Вы всё ещё слушаете? Не надоело? Наверное, Вы действительно святой, а я сплю. И сон мой прекрасен, хоть тело и болит. В нём я целую вечность куда-то иду, зарываюсь в острозубую хвою, спотыкаюсь о корни, утопаю в трясине — бреду в бреду, чтобы наткнуться на затерянный дом. В подбитую сыростью дверь постучать три раза, ритмично так (тук-тук-тук), без пробелов, забыть надоевший шифр, и стукнуть ещё дважды. Дальше — провал.

Вы говорите: обморок и усталость, можно остаться на пару дней, но я почему-то не верю. К Вам ведь не попадают просто так, чувствую это, знаю, интуиция у меня неплохая (без неё не выживают, мы же как звери почти). Значит, всё это не взаправду. И я сейчас — в том числе. Потому что иначе я бы делал своё, а не говорил. Иначе бы — смерть. Это, знаете, почти правило, негласное, нерушимое: не жди, пока на тебя, пригретого, нападут. А слова оставь до конца времён.

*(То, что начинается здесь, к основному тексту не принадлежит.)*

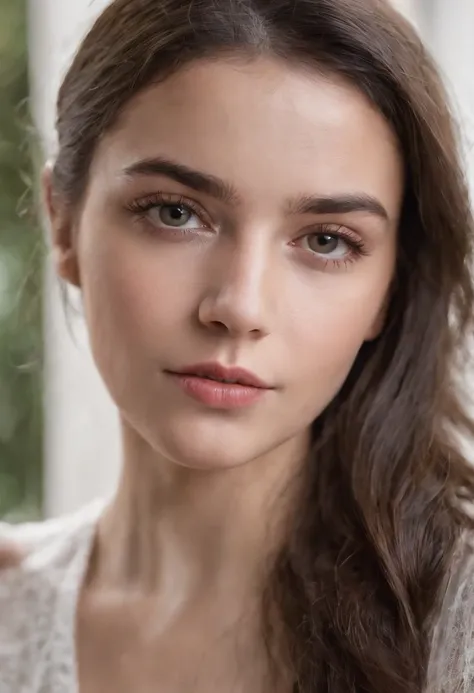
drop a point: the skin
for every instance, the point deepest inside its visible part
(171, 597)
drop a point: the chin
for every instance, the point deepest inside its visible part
(206, 445)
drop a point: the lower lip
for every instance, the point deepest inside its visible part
(218, 395)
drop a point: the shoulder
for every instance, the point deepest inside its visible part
(42, 560)
(28, 547)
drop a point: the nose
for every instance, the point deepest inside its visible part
(237, 300)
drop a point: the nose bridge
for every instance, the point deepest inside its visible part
(241, 292)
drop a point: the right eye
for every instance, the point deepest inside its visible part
(177, 216)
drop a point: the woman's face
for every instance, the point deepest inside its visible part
(239, 215)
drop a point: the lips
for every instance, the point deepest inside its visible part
(218, 387)
(218, 373)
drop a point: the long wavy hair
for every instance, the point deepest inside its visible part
(378, 533)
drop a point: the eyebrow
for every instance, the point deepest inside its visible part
(225, 192)
(340, 204)
(190, 178)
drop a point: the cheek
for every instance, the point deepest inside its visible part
(132, 298)
(328, 330)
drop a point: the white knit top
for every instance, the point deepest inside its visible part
(38, 602)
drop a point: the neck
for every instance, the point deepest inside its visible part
(187, 534)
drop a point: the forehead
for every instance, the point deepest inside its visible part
(263, 125)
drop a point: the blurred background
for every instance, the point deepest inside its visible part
(59, 443)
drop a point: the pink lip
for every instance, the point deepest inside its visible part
(199, 382)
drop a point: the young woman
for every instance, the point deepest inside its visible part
(262, 205)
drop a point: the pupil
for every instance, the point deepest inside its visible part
(174, 215)
(325, 243)
(176, 212)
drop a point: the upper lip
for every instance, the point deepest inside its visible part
(216, 371)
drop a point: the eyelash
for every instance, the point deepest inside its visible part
(141, 207)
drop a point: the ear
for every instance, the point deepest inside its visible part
(63, 236)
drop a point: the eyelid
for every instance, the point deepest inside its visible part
(157, 199)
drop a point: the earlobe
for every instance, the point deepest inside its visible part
(61, 223)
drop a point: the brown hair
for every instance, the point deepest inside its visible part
(360, 581)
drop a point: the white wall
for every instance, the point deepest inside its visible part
(82, 449)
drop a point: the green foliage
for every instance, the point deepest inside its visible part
(20, 281)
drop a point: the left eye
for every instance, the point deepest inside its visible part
(326, 244)
(174, 215)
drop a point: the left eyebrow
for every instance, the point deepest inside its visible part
(340, 204)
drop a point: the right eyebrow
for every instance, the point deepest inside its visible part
(190, 178)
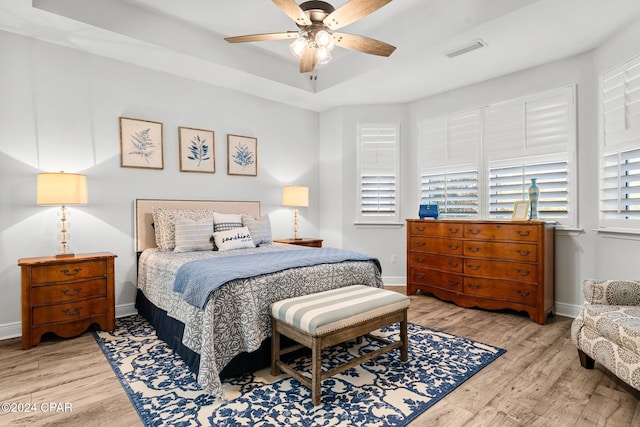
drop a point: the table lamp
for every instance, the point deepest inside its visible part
(297, 197)
(62, 189)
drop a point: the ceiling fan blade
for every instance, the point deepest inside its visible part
(293, 11)
(352, 11)
(363, 44)
(308, 60)
(263, 37)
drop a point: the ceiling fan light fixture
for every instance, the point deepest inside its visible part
(298, 46)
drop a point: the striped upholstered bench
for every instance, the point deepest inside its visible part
(325, 319)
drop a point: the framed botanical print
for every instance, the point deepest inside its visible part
(197, 150)
(242, 155)
(140, 144)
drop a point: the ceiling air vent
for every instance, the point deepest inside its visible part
(467, 47)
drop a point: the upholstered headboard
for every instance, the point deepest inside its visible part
(145, 236)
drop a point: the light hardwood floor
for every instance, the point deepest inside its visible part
(537, 382)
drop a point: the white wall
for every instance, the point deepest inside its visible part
(59, 110)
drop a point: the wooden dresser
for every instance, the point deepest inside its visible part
(66, 295)
(487, 264)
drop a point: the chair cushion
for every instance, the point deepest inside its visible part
(328, 311)
(620, 324)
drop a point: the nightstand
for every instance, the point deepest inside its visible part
(314, 243)
(66, 295)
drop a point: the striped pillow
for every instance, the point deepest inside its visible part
(260, 229)
(193, 235)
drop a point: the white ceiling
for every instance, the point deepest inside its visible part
(185, 38)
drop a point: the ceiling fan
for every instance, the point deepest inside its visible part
(318, 21)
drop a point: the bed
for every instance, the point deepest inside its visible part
(226, 333)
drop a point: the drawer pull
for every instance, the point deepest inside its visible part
(69, 293)
(75, 271)
(73, 312)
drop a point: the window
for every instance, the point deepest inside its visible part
(620, 148)
(479, 162)
(378, 167)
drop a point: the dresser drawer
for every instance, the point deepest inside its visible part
(439, 262)
(501, 269)
(519, 232)
(68, 292)
(439, 279)
(523, 293)
(69, 311)
(440, 229)
(68, 272)
(501, 250)
(435, 244)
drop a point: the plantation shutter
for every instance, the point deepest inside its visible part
(379, 167)
(449, 148)
(620, 151)
(532, 137)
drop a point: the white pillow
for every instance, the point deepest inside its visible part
(233, 239)
(193, 235)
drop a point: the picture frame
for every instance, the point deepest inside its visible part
(520, 210)
(141, 144)
(242, 155)
(197, 150)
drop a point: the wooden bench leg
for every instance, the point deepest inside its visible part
(275, 348)
(316, 370)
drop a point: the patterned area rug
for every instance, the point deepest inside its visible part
(381, 392)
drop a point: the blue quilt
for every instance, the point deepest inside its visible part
(196, 280)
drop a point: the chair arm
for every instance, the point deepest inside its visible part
(612, 292)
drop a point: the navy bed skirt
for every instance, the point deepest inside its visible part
(171, 330)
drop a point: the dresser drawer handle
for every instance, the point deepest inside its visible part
(75, 271)
(69, 293)
(73, 312)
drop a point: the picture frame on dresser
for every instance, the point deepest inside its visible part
(197, 150)
(141, 144)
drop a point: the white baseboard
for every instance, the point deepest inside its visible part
(14, 329)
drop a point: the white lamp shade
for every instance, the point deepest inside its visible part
(295, 196)
(61, 189)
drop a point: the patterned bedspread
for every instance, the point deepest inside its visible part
(235, 319)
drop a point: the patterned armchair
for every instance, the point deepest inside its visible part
(608, 328)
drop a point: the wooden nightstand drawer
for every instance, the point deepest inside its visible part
(67, 272)
(71, 311)
(41, 295)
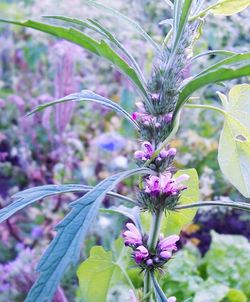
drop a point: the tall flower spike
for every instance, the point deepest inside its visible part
(140, 254)
(132, 237)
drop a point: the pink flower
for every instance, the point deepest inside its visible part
(171, 299)
(132, 237)
(165, 184)
(140, 254)
(167, 245)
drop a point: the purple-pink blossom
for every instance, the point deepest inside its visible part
(166, 246)
(140, 254)
(165, 184)
(132, 237)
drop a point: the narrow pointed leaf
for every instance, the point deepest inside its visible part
(87, 95)
(30, 196)
(99, 48)
(131, 22)
(231, 68)
(71, 231)
(159, 294)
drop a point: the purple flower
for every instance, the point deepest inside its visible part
(140, 254)
(166, 246)
(171, 299)
(165, 184)
(132, 237)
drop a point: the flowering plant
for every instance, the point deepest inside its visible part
(163, 192)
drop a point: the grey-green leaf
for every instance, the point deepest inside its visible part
(231, 68)
(99, 48)
(87, 95)
(71, 231)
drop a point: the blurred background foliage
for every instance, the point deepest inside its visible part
(86, 143)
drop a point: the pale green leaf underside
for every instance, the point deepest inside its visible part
(175, 221)
(96, 275)
(71, 231)
(87, 95)
(229, 7)
(234, 147)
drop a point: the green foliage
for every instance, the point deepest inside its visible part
(230, 68)
(98, 274)
(222, 275)
(175, 221)
(234, 158)
(229, 7)
(87, 95)
(99, 48)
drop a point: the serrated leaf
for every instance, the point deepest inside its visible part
(65, 247)
(87, 95)
(175, 221)
(231, 68)
(229, 7)
(99, 48)
(96, 275)
(131, 22)
(234, 146)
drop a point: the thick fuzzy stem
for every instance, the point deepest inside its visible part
(152, 241)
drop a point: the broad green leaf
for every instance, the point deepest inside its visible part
(175, 221)
(87, 95)
(131, 22)
(30, 196)
(234, 146)
(231, 68)
(97, 27)
(99, 48)
(229, 7)
(159, 294)
(71, 232)
(96, 275)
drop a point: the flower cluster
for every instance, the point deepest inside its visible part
(162, 192)
(143, 257)
(161, 162)
(153, 127)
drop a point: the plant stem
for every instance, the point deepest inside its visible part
(152, 241)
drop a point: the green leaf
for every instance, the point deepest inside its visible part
(229, 7)
(87, 95)
(65, 247)
(234, 146)
(99, 48)
(235, 295)
(96, 275)
(30, 196)
(182, 14)
(131, 22)
(175, 221)
(230, 68)
(97, 27)
(159, 294)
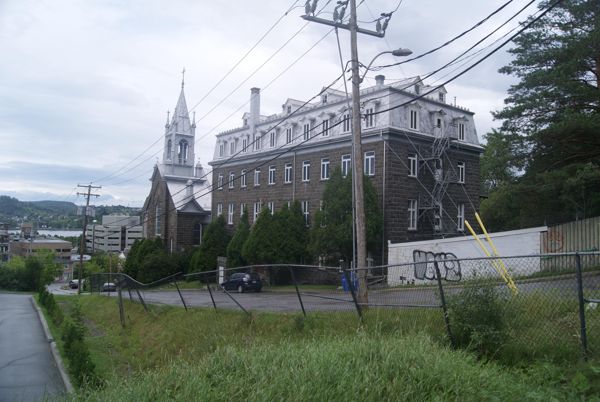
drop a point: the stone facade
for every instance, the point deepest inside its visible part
(441, 138)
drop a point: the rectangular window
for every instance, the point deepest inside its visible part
(325, 128)
(306, 212)
(460, 218)
(288, 173)
(325, 169)
(369, 118)
(412, 214)
(370, 163)
(256, 211)
(414, 119)
(346, 123)
(257, 177)
(413, 165)
(346, 165)
(461, 172)
(243, 178)
(230, 214)
(305, 170)
(271, 174)
(157, 222)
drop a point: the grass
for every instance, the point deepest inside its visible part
(171, 354)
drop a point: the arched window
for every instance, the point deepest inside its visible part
(182, 152)
(197, 234)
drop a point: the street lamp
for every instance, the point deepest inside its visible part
(397, 52)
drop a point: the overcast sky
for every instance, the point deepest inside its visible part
(85, 85)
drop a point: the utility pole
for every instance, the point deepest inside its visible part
(85, 215)
(360, 261)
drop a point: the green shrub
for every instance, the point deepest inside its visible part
(477, 319)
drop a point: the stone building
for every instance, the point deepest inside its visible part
(421, 153)
(178, 206)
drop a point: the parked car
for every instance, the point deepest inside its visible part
(109, 287)
(242, 282)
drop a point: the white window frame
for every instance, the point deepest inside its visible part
(461, 172)
(288, 173)
(306, 212)
(460, 217)
(413, 165)
(257, 206)
(230, 214)
(324, 168)
(346, 164)
(305, 171)
(413, 119)
(243, 178)
(369, 166)
(413, 213)
(370, 118)
(256, 177)
(271, 174)
(347, 123)
(325, 128)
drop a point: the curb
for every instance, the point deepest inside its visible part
(53, 348)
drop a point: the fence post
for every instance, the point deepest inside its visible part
(180, 295)
(581, 306)
(210, 293)
(297, 290)
(351, 287)
(443, 299)
(121, 310)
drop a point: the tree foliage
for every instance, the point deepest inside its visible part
(331, 231)
(542, 166)
(214, 244)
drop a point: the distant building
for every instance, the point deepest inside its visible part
(420, 152)
(178, 207)
(115, 234)
(4, 241)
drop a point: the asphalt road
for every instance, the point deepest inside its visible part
(27, 369)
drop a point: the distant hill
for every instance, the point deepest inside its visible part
(51, 214)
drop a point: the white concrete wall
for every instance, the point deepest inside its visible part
(510, 243)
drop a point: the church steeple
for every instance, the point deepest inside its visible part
(180, 134)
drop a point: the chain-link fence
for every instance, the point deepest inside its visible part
(548, 301)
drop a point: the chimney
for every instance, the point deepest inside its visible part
(254, 107)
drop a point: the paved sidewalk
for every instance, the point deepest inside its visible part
(27, 369)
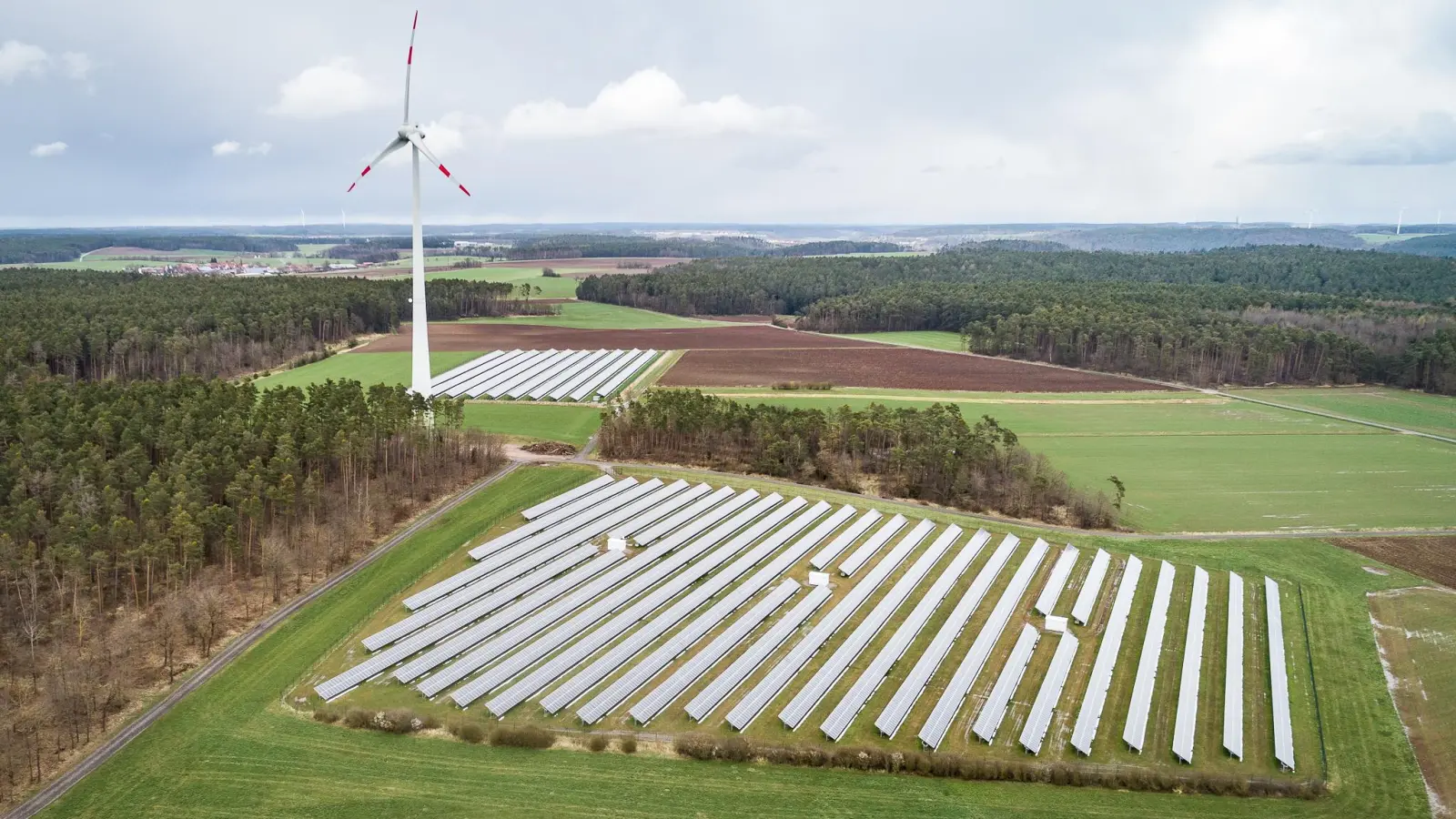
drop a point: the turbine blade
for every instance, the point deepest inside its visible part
(392, 147)
(420, 145)
(410, 63)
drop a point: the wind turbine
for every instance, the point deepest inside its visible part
(410, 135)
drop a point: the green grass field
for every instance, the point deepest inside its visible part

Как вышел я ещё живой... Или живой уже не я? Всё к лучшему, думаете?

Пускай оно будет так. Спасибо за Ваш приют. Но мне, кажется, пора. Тени, вон, копошатся из-под двери, так хочется к ним пойти...

И я иду.

* * *

— Командир констатировал.
— Отчего?
— Непонятно. Просто не проснулся. Ни болезни, ни ран, ни химии не нашли. Лежал, оглобля, улыбался и не дышал.
— Бл... А ведь какой стрелок!
— Да, хорош. Из местных. Тут его родина малая должна быть неподалёку. Километров десять не дошли.
— И хорошо. Не на что там смотреть. Разнесло к чертям... И ведь промазали. По другому объекту целили.

Замолчали. Закурили. Смолкли в сумерках птицы. А дождь продолжал перемалывать грязь.